One does not expect to find a leading consulting detective in a state of stupefaction. When Dr Watson enquires as to his flatmate’s drug of choice, Holmes replies that it is a seven per cent solution of cocaine. The doctor declines an invitation to partake, making clear that he considers it a health risk. However, Holmes tells him that he needs stimulants to stop him getting bored when he is not working.
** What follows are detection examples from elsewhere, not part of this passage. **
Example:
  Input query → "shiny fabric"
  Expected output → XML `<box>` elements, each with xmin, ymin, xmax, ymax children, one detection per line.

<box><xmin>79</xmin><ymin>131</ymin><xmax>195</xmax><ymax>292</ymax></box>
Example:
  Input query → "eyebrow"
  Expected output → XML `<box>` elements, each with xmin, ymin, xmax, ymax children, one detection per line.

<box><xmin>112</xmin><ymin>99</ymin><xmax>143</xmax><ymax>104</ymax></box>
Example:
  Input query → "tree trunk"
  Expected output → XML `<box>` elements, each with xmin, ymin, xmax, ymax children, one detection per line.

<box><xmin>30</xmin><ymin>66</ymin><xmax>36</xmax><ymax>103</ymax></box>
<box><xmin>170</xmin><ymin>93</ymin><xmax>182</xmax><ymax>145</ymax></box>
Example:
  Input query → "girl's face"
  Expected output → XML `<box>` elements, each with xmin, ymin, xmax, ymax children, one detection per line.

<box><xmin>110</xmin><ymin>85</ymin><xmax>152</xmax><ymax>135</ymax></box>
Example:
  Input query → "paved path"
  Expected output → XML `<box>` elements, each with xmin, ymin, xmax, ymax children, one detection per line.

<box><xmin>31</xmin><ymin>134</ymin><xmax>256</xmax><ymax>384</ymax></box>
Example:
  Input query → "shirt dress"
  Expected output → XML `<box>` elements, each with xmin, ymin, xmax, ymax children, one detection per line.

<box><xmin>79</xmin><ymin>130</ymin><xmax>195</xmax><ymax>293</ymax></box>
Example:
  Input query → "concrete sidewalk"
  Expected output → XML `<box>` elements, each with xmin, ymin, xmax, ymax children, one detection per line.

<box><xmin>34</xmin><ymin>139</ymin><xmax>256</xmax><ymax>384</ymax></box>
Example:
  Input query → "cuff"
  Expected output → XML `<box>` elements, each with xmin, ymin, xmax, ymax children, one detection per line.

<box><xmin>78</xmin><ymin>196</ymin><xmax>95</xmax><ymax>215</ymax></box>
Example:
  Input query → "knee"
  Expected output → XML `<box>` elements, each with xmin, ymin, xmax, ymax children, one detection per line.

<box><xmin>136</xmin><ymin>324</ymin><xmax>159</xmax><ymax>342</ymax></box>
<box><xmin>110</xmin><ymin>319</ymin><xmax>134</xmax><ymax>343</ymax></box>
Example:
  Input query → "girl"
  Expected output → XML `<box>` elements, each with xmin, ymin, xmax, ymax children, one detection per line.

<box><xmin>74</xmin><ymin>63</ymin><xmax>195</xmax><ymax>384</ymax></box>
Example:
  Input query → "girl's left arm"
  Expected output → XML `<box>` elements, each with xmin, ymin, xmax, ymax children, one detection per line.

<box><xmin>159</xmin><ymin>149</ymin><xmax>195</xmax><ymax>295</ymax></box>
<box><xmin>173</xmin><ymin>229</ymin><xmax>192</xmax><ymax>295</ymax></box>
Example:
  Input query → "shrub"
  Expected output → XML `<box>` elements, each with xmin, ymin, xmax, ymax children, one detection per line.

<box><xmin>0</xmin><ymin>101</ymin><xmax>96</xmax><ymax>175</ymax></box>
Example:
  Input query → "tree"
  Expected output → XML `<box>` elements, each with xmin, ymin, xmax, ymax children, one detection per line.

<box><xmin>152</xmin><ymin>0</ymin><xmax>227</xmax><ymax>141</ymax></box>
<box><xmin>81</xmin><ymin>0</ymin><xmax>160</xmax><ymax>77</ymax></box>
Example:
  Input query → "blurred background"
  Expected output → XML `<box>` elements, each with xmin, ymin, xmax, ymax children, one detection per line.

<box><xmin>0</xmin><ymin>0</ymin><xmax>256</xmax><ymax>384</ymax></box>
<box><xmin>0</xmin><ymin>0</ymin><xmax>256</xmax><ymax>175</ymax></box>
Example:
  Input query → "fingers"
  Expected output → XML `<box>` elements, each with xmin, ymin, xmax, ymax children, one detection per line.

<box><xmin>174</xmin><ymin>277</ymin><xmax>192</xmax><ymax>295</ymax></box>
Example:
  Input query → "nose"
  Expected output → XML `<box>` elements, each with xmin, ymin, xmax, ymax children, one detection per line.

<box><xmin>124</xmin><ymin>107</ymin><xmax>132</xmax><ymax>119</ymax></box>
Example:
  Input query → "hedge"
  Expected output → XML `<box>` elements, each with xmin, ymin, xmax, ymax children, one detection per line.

In this way he reaffirms that he is not merely a ‘calculating machine’. Despite his scientific approach to his work, he also needs time to switch off and to recharge his batteries. This duality has been an essential part of Holmes’s enduring appeal. He may appear to be an automaton, but he is much more than that. This ambivalence surfaces in different forms, often as a running joke – as when Holmes berates Dr Watson for producing in A Study in Scarlet
an account which is ‘tinge[d] with romanticism’. Detection, he argues, should be ‘an exact science, and should be treated in the same cold and unemotional manner’.
In fact Holmes is extraordinarily romantic. On one level he is a successful consulting detective who operates according to strict Victorian scientific principles; on another he is a fragile personality whose unpredictable behaviour reflects something of the fin de siècle
anxiety that was beginning to emerge in British culture. And this dichotomy was also mirrored in the attitudes of Holmes’s creator, Arthur Conan Doyle, who, for all his scientific training, could not help looking to other philosophies for his understanding of the world.